I have almost the same routine, I just don't piss in the stall
 

BlackTigers

Diamond Member
Jan 15, 2006
4,491
2
71
1) open stall door
2)wipe piss off seat
3) shit.

wash hands, dry, leave.

i find it funny when people spend 10 minutes getting their toilet seats ready. i
 

nick1985

Lifer
Dec 29, 2002
27,153
6
81
1) open stall door
2)wipe piss off seat
3) shit.

wash hands, dry, leave.

i find it funny when people spend 10 minutes getting their toilet seats ready. i

I dont like someone's crusted piss/fecal matter smearing all over my nice fine ass.
 

irishScott

Lifer
Oct 10, 2006
21,562
3
0
You are a disgusting animal.

Good day sir.

Damn right. Which is why I can laugh at the awkwardness of everyone else when the power goes out for an extended period. And the noobs on backpacking trips. So many people are scared of doing number 2 in the woods it's pathetic. They think a beetle's going to fly up their ass or something, or they've just got some phobia of their own shit being in close proximity to what it just came out of.
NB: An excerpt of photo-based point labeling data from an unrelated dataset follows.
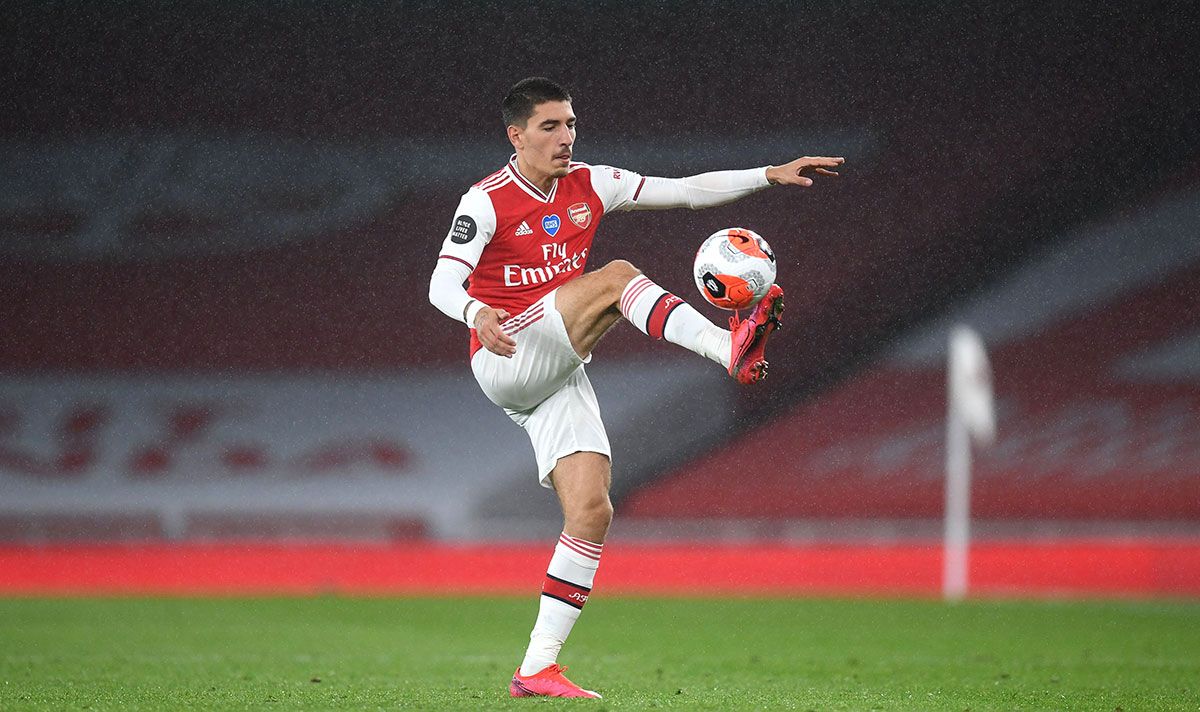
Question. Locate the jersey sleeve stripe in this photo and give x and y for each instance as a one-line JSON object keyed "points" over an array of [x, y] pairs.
{"points": [[469, 265], [639, 191]]}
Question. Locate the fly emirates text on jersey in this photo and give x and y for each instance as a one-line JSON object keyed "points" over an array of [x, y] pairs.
{"points": [[557, 262]]}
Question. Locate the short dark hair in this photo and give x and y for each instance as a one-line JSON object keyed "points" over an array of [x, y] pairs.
{"points": [[526, 95]]}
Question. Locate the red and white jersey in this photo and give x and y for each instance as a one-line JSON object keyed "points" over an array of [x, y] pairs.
{"points": [[522, 243]]}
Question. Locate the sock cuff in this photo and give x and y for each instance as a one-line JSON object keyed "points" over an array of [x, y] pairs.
{"points": [[635, 288], [581, 551]]}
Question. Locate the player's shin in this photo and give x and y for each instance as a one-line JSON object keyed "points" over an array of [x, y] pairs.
{"points": [[565, 590], [661, 315]]}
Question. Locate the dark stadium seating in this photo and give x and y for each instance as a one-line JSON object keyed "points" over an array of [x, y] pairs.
{"points": [[1097, 371]]}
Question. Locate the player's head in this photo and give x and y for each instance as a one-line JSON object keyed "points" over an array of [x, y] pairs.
{"points": [[540, 124]]}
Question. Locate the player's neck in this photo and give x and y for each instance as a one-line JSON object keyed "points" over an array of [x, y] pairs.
{"points": [[544, 181]]}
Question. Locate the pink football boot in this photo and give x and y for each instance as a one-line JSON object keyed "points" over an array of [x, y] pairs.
{"points": [[747, 363], [550, 682]]}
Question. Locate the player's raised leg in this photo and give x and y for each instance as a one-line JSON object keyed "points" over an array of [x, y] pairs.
{"points": [[592, 304]]}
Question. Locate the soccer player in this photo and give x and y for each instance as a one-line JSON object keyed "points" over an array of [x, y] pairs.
{"points": [[522, 237]]}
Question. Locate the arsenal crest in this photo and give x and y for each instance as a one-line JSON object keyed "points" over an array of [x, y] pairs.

Grab some toilet paper and hand sanitizer and you're good to go.
 

montypythizzle

Diamond Member
Nov 12, 2006
3,698
0
71
When I go in Wal-Mart's bathroom all you find is droplets of shit and piss all over the seat. I just save my "load" for home where monkeys don't occupy the bathroom.

Usually when I whizz I just go, it has an auto sensor for flushing and then the sink has infared as well, and you could even use the infared hand dryers. But most of the time I still open up the door with my bare hands, even if I just seen a guy go out it the other day without washing his hands :/
 

Matthiasa

Diamond Member
May 4, 2009
5,755
23
81
Pretty much nothing should ever be directly touched in a public bathroom. If it can be seen it has probably been pissed on and shit on.
 

meltdown75

Lifer
Nov 17, 2004
37,548
7
81
i didn't think STDs were transmittable via toilet seats. hmm.

anyhoo, i wipe the seat with a piece of toilet paper and then dump away. haven't caught anything yet.
 

freakflag

Diamond Member
Mar 22, 2001
3,951
1
71
In this thread, a bunch of anal retentive hypochondriacs expose themselves.

On the contrary, this thread exposed some nasty mother F-ers. I'd feel like I needed a shower and a tetanus shot just from shaking hands with some of you.